Background. Sepsis and septic shock are the most severe clinical expressions of infection, despite having characterized several decades ago, remain as a diagnostic challenging and this can delay treatment and increasing hospital cost secondary to this pathology.
Our objective was to determine the usefulness of the mean platelet volume delta (ΔVPM) as a predictor of mortality.
Methodology. We performed an observational and descriptive study with 83 patients with Sepsis and / or septic shock criteria, from May 1, 2017 to August 1, 2017. Survival analysis was performed using Kaplan and Meier tables and was corroborated by the Long Rank test.

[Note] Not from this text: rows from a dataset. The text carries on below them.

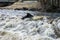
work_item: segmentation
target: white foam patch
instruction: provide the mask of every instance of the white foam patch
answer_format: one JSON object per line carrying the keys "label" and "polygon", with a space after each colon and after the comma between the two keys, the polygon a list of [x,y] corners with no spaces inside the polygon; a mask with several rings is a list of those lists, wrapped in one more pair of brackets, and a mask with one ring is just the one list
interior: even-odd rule
{"label": "white foam patch", "polygon": [[60,30],[59,20],[53,21],[54,26],[48,21],[46,17],[43,20],[25,21],[21,16],[0,14],[0,40],[60,40],[53,29]]}

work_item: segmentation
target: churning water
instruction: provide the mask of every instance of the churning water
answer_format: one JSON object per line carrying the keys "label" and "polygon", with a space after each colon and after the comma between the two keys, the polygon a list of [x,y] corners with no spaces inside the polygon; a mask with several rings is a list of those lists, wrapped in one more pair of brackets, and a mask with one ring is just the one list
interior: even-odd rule
{"label": "churning water", "polygon": [[39,14],[37,11],[0,10],[0,40],[60,40],[59,17],[52,23],[47,17],[37,21],[22,20],[26,13]]}

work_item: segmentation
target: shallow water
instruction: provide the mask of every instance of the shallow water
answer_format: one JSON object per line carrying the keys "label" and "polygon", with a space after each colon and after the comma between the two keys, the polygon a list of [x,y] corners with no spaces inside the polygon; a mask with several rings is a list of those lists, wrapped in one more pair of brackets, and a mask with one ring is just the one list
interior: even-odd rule
{"label": "shallow water", "polygon": [[[0,40],[60,40],[60,36],[58,36],[60,35],[60,18],[55,18],[52,23],[47,17],[37,21],[22,20],[21,18],[26,13],[35,16],[40,12],[0,10]],[[52,15],[40,14],[43,16]]]}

The prognostic value through the proportional risk of Cox.
Results. Thirty-seven patients (44.6%) died because of the septic process. A univariate Cox regression analysis revealed a MPV / platelet index at admission of less than 4 was associated with a significant reduction in the risk of mortality from sepsis or septic shock at 60 days (HR, 0.236; 95% CI, 0.083-0.671; p = 0.007). The DVPM was not significantly associated with a reduction in the risk of mortality (HR, 0.373, 95% CI, 0.132-1.057, p = 0.640).
Conclusion. The platelet parameters are economical and available, providing diagnostic and prognostic results, avoiding costs, time and special tests. The VPM / PLQ index could be an effective "Alert System" in early sepsis.